Quittung für das SVP-Wachstum

Die Nöte der Zürcher SVP bei der Besetzung von Spitzenämtern zeigt klar: Die Partei ist so schnell gewachsen, dass ihr nun oft das geeignete Personal fehlt. Und Nobodys werden nicht gewählt.

Von Helmut Stalder

In Zürich ist die Situation besonders augenfällig: Die SVP muss einen neuen Kantonalpräsidenten finden. Sie muss nach der Wahlschlappe von Toni Bortoluzzi und Bruno Heinzelmann einen oder zwei mögliche Regierungsräte
für die nächsten Wahlen aufbauen. Sie muss zugleich mit dem Leichtgewicht Roger Liebi einen fast aussichtslosen Kampf um einen Stadtratssitz führen. Und sie muss für die Nachfolge von Ständerat Hans Hofmann einen Kandidaten finden, nachdem Regierungsrätin Rita Fuhrer abgesagt hat. Fuhrer wäre parteiübergreifend anerkannt genug für die Ständeratswahl. Aber als einziges SVP-Regierungsmitglied braucht es sie auch als Motor für die kantonalen Parlamentswahlen im Frühling 2007.

Die Personalprobleme in Zürich zeigen ein Dilemma der SVP, das in vielen Kantonen immer deutlicher wird: In den Parlamenten legt sie zu. Sie hat aber nur wenige Leute, die für Spitzenämter geeignet sind und mit Aussicht auf Erfolg antreten können. So zauberte die SVP St. Gallen für die Regierungsratswahlen 2004 aus dem politischen Nichts Ernst Jörin hervor, um ihre Stärke in einen Exekutivsitz umzumünzen. Er scheiterte prompt und verschwand wieder. Ähnlich im Aargau. Auch hier unterlag 2004 Alexander Hürzeler beim Kampf um einen zweiten Sitz, obwohl die SVP in der Regierung untervertreten ist.

Regierungsetage verwehrt
1990 stellte die SVP erst in der Hälfte der Kantone Parlamentarier und kam nur auf 12,7 Prozent aller Legislativsitze (gewichtet nach Parlamentsgrösse und Bevölkerung), wie die Politologen Pascal Sciarini und Daniel Bochsler
von der Universität Genf errechnet haben. Seit 2005 ist sie erstmals in allen Kantonsparlamenten vertreten und mit 23,3 Prozent aller Legislativsitze die Nummer eins neben der SP. Ihre Regierungsmacht dehnte sie aber kaum aus. 1990 stellte die SVP 16 von 158 Regierungsräten, heute sind es 19.

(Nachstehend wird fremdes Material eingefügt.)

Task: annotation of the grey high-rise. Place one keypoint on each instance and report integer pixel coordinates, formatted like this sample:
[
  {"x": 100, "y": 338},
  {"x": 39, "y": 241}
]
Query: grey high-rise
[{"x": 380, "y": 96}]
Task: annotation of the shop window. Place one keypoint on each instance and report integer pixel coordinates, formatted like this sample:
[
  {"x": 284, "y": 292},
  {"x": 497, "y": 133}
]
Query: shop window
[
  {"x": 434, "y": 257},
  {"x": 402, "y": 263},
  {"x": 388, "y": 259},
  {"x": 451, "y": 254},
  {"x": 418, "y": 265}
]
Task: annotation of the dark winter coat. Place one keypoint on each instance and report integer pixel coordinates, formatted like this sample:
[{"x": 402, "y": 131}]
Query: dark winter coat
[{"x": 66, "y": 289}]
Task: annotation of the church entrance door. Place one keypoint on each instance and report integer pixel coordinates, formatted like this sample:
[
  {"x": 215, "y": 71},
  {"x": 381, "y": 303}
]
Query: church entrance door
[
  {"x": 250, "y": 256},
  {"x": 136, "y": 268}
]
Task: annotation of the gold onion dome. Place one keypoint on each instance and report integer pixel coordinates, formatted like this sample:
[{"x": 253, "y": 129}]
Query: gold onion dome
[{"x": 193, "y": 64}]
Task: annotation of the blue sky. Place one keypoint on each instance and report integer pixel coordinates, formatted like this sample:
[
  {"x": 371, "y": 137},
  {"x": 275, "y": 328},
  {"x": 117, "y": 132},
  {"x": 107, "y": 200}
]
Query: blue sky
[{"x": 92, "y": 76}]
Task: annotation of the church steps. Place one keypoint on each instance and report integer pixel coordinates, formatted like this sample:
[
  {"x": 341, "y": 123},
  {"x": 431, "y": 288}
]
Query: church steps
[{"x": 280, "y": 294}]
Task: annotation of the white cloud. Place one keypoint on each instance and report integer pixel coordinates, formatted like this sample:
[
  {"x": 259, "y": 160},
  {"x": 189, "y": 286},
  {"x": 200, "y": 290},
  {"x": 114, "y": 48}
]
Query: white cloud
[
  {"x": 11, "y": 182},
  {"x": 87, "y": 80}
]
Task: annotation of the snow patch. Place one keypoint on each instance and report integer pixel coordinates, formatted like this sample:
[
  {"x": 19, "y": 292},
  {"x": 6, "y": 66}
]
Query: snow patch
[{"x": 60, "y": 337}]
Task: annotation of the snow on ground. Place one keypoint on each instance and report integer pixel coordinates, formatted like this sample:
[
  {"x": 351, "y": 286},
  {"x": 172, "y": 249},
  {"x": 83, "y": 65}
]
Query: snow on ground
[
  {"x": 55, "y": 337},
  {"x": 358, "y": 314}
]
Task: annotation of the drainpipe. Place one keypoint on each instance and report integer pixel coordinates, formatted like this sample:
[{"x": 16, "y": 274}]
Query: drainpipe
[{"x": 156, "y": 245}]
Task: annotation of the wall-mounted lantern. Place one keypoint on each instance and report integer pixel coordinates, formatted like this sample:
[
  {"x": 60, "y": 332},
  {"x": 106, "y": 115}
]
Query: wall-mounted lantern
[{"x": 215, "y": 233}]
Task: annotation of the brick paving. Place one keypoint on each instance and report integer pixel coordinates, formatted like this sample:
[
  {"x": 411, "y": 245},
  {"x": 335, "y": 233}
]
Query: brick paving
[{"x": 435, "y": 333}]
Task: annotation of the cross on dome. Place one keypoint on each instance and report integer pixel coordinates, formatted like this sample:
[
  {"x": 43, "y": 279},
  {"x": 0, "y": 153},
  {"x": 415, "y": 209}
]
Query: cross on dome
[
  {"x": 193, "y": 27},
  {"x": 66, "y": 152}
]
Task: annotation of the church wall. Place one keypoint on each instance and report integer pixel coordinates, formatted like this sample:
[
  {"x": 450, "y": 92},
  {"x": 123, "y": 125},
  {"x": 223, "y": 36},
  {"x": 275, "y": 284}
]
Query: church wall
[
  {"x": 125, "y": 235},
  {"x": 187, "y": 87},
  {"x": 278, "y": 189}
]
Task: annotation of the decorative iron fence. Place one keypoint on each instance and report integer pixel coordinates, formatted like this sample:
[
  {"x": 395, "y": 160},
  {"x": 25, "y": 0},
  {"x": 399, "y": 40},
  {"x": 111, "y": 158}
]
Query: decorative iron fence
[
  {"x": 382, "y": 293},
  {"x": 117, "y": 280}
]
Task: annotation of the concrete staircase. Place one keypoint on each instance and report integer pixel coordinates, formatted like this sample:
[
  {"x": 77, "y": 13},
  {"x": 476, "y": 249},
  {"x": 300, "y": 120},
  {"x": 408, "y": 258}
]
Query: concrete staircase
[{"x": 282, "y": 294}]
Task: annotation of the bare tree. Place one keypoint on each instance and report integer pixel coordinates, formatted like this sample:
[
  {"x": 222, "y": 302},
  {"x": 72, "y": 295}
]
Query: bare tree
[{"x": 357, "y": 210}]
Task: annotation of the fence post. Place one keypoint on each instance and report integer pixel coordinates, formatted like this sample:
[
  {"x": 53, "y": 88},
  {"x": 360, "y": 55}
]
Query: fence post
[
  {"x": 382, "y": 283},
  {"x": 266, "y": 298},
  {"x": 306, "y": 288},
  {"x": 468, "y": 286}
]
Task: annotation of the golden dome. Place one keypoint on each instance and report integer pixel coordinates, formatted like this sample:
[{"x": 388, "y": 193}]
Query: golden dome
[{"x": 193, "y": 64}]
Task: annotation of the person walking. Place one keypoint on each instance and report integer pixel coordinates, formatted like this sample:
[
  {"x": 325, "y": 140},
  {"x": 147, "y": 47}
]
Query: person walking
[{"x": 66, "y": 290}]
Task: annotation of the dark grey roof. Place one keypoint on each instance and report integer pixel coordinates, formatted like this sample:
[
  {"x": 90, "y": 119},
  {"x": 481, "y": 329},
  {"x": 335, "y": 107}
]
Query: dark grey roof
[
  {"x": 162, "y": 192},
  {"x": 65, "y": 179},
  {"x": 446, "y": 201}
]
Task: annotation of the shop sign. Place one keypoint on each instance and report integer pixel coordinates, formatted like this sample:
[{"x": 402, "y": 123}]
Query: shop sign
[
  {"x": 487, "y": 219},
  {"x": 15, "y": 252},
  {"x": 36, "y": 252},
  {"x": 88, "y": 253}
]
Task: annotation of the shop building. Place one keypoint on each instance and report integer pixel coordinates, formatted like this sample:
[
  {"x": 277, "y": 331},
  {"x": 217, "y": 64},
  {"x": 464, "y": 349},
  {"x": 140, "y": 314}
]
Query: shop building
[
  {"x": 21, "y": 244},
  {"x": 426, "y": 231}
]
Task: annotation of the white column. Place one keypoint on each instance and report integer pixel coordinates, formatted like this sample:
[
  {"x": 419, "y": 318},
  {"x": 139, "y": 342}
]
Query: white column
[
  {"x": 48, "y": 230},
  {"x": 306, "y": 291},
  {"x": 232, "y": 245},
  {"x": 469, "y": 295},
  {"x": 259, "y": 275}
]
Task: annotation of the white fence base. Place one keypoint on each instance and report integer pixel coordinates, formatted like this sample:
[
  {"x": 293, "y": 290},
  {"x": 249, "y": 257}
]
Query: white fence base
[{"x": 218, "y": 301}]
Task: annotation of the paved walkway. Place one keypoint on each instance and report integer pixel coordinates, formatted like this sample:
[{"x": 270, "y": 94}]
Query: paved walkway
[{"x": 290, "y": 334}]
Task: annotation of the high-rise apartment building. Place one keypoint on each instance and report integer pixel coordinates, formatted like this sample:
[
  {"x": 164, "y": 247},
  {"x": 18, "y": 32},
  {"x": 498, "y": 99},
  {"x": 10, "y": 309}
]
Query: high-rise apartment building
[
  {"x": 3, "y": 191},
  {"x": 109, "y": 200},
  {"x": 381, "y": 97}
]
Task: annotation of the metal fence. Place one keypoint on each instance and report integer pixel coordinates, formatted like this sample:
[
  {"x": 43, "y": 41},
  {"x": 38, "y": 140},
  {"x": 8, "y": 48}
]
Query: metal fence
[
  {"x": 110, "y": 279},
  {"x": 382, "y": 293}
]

Auf der SVP-Zentrale in Bern macht man kein Geheimnis daraus, dass der Mangel an valablen Spitzenkandidaten mit dem Wachstum der Partei zu tun hat. «Das ist eine normale Erscheinung, wenn man Erfolg hat», sagt Generalsekretär Gregor A. Rutz. «Man gewinnt Einfluss und kann viele Ämter besetzen. Aber ich will nichts verniedlichen und beschönigen: Gute Leute sind dünn gesät, das ist bei allen Parteien so. Wir sind herausgefordert,
den Nachwuchs zu fördern und Leute aufzubauen.» Ein anderer Parteifunktionär, der nicht genannt sein will, sagt es so: «Wir sind schnell gewachsen, die Personaldecke ist dünn. Es sind Leute reingerutscht, die nicht die Ochsentour gemacht haben und wenig Zeit hatten, sich einzuarbeiten.»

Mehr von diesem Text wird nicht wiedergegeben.